Posteriormente, el paciente es trasladado al hospital de referencia, donde ingresa en la Unidad de Cuidados Intensivos (UCI) para vigilancia y tratamiento postoperatorio. La evolución clínica es favorable, con adecuada recuperación funcional y sin complicaciones infecciosas ni hemodinámicas.
Al segundo día de ingreso, tras estabilidad clínica y buena evolución local de las heridas, el paciente es dado de alta a su domicilio para continuar la recuperación y seguimiento ambulatorio.
DISCUSIÓN
Las heridas por asta de toro constituyen un tipo de traumatismo singular, caracterizado por múltiples trayectorias y un alto riesgo de contaminación debido al contacto con el cuerno y el entorno. Estas lesiones suelen asociarse a politraumatismos, dado que la fuerza del impacto puede generar lesiones en múltiples sistemas y estructuras anatómicas.
El manejo inicial del paciente debe seguir los principios del ABCDE del trauma: asegurar la vía aérea, controlar la respiración y la circulación, valorar el déficit neurológico y exponer al paciente para identificar todas las lesiones. Este enfoque permite priorizar las intervenciones más críticas y reducir la mortalidad asociada.
En relación con la herida por asta, descartar daño vascular es prioritario, ya que las lesiones arteriales pueden comprometer la viabilidad de la extremidad y la vida del paciente. Posteriormente, la reparación muscular debe realizarse de manera cuidadosa, dejando drenajes adecuados para evitar acumulación de material contaminante y prevenir infecciones. La complejidad de la herida obliga a una desbridación completa y, en muchos casos, a la administración de antibióticos de amplio espectro.
Se ha demostrado que el manejo por equipos multidisciplinares, incluyendo cirujanos generales, traumatólogos y especialistas en cuidados críticos, aumenta significativamente las tasas de éxito en la recuperación y reduce complicaciones a largo plazo1.

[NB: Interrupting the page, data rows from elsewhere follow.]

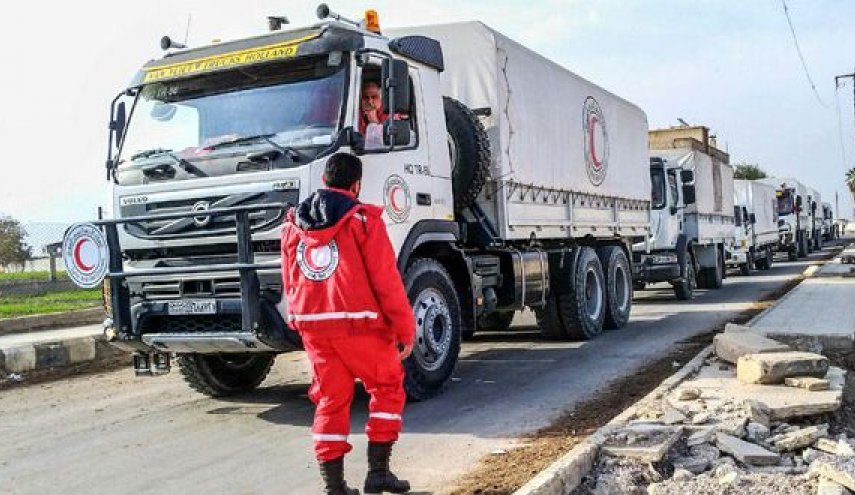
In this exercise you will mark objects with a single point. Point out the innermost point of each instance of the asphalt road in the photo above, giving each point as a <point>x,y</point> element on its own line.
<point>115,433</point>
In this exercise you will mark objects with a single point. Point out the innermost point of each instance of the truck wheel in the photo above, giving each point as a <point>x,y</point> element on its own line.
<point>438,328</point>
<point>579,314</point>
<point>618,288</point>
<point>550,324</point>
<point>220,375</point>
<point>469,147</point>
<point>497,321</point>
<point>684,289</point>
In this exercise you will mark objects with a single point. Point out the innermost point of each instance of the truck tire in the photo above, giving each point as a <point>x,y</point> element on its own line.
<point>469,147</point>
<point>438,328</point>
<point>712,277</point>
<point>684,289</point>
<point>549,322</point>
<point>618,288</point>
<point>745,268</point>
<point>497,321</point>
<point>221,375</point>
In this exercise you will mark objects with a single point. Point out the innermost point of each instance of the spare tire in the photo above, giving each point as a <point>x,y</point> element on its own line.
<point>469,149</point>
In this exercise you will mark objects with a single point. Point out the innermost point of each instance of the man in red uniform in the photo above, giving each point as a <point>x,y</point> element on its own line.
<point>346,298</point>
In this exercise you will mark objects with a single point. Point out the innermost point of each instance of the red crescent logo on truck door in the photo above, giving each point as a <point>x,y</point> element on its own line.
<point>596,139</point>
<point>396,197</point>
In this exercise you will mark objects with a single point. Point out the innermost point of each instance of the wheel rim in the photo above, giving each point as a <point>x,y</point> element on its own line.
<point>593,294</point>
<point>622,289</point>
<point>433,329</point>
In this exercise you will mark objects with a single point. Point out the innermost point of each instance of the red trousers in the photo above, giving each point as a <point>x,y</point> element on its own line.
<point>336,364</point>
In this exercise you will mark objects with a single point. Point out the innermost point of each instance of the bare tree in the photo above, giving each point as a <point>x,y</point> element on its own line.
<point>13,249</point>
<point>749,171</point>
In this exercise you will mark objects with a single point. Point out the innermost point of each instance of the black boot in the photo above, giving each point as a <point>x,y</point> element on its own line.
<point>333,474</point>
<point>379,478</point>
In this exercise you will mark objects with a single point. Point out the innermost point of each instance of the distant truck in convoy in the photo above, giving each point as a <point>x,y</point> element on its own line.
<point>828,231</point>
<point>508,183</point>
<point>691,212</point>
<point>756,214</point>
<point>795,222</point>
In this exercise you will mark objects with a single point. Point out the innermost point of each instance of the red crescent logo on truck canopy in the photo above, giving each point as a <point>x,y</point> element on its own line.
<point>596,140</point>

Finalmente, la presencia de equipos especializados en las plazas de toros es crucial, dado que la gravedad de estas heridas es elevada y la intervención temprana en el mismo lugar del accidente puede marcar la diferencia en la evolución del paciente. La combinación de atención inmediata, protocolos de trauma estandarizados y manejo quirúrgico adecuado constituye la estrategia más efectiva para minimizar secuelas y mortalidad2.

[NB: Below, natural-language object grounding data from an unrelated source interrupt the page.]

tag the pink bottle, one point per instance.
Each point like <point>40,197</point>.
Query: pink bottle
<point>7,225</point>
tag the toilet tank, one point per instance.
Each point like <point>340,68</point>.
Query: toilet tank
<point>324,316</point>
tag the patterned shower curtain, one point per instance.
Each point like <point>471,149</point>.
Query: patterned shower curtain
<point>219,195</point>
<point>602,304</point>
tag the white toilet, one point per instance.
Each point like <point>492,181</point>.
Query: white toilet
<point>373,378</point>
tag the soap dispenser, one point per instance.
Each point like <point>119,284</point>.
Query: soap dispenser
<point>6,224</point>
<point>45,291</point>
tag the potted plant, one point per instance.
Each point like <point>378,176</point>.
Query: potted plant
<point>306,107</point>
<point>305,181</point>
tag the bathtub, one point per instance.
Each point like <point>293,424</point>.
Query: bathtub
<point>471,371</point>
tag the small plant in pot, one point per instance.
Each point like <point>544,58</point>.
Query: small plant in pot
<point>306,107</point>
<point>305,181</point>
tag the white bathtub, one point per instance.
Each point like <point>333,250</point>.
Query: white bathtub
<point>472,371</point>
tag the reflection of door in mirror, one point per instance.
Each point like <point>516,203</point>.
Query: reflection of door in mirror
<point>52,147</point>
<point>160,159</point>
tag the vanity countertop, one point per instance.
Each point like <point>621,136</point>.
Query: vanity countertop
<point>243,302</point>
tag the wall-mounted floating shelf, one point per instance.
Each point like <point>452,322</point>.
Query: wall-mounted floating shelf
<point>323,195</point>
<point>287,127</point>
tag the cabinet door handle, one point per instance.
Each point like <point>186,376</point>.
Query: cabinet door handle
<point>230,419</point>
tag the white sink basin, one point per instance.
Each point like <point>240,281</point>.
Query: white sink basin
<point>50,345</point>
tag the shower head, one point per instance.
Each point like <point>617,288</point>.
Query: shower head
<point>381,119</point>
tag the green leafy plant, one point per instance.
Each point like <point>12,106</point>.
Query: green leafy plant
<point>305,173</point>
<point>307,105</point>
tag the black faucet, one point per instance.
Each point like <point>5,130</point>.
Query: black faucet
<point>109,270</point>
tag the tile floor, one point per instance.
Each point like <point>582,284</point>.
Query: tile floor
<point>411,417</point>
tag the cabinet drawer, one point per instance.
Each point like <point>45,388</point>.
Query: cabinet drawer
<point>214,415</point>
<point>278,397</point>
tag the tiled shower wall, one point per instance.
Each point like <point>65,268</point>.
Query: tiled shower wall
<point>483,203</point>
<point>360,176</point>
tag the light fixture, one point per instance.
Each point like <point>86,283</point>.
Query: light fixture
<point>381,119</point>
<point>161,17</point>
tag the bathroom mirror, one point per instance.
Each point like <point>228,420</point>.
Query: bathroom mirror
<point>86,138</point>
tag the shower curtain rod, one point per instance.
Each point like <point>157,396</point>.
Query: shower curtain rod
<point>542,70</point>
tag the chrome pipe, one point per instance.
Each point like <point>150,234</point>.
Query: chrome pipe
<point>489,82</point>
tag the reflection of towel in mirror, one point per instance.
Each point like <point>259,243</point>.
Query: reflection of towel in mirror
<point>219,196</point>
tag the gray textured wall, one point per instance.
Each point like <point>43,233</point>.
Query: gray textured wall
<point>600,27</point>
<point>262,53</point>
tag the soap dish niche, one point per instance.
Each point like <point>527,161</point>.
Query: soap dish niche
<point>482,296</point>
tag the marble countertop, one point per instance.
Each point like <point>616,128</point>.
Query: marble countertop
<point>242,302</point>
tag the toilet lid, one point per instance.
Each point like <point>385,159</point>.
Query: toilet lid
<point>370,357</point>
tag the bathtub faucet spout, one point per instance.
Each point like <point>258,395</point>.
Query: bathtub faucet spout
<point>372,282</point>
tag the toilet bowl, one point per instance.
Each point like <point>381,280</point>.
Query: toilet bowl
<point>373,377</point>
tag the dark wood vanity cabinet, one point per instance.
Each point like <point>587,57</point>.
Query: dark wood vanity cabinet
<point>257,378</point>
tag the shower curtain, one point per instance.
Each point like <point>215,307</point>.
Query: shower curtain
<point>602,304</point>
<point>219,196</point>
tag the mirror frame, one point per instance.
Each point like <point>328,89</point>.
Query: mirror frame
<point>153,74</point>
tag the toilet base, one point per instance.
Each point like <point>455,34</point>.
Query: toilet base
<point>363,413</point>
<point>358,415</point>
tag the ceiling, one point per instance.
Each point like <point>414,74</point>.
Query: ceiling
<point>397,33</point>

Las complicaciones más frecuentes incluyen infecciones locales, hematomas, necrosis muscular, lesiones nerviosas y compromiso vascular tardío. Además, las heridas profundas pueden generar limitación funcional de la extremidad afectada y dolor crónico. La rehabilitación temprana y la fisioterapia son fundamentales para recuperar la movilidad y prevenir secuelas. El pronóstico depende de la rapidez del tratamiento inicial, la extensión de la lesión y la presencia de complicaciones asociadas; la atención especializada y multidisciplinar se asocia a mejores resultados funcionales y menor tasa de mortalidad3.
CONCLUSIONES
Las características inherentes a estos animales ocasionan lesiones con aspectos especiales, por lo que es importante conocer las generalidades de los traumatismos taurinos. Para disminuir la morbimortalidad asociada, es fundamental establecer ante este tipo de lesiones una atención inicial particular y una actuación terapéutica específica multidisciplinar.
BIBLIOGRAFÍA
- Arias, E., Pérez, R., & González, M. (2018). Traumatismos por asta de toro: manejo inicial y quirúrgico. Cirugía Española, 96(4), 210-218.

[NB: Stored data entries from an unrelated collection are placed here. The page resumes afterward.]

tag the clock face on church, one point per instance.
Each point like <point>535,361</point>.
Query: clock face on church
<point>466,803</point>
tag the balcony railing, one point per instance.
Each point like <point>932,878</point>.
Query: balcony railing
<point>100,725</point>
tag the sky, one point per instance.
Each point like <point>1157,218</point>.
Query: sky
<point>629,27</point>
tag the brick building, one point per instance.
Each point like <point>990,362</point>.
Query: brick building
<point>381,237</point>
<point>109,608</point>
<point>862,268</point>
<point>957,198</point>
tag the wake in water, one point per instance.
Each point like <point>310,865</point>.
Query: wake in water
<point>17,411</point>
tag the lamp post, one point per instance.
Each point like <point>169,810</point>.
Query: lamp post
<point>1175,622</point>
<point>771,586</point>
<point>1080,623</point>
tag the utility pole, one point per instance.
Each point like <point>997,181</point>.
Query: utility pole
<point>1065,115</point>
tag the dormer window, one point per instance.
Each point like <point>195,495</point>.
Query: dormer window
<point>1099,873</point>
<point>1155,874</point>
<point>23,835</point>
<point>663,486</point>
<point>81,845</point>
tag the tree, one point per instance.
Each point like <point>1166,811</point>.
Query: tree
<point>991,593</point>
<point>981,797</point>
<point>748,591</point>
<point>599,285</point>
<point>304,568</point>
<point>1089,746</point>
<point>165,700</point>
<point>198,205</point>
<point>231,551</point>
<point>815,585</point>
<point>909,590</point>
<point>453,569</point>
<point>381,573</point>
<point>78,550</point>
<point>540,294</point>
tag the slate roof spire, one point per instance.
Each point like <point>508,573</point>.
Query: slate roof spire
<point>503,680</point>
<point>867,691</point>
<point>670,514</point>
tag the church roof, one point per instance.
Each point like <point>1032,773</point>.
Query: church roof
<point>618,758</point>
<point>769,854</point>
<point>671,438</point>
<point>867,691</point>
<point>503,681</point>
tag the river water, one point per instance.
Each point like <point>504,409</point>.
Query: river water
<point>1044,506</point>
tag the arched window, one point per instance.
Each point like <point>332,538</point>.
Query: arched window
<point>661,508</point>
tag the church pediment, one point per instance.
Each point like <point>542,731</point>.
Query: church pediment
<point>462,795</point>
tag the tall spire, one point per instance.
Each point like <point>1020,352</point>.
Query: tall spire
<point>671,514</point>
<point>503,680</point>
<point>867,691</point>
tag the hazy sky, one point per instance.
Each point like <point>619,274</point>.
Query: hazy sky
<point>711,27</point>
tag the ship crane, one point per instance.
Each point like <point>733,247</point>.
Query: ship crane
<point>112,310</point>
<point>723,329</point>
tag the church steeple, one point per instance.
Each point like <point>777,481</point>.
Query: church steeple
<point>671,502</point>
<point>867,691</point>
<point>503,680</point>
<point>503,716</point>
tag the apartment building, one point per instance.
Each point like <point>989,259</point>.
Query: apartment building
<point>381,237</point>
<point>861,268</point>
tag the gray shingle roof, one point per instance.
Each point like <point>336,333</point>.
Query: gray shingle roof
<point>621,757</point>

- López, J., Fernández, A., & Sánchez, P. (2020). Lesiones graves en festejos taurinos: experiencia de 10 años en una unidad de trauma. Revista Española de Cirugía, 72(6), 345-352.
- Smith, J., & Brown, T. (2017). Bull horn injuries: clinical approach and outcomes. Journal of Trauma and Acute Care Surgery, 82(2), 400-406.
Imagen 1: Herida penetrante por asta de toro.
Imagen 2: Situación de herida tras cirugía urgente.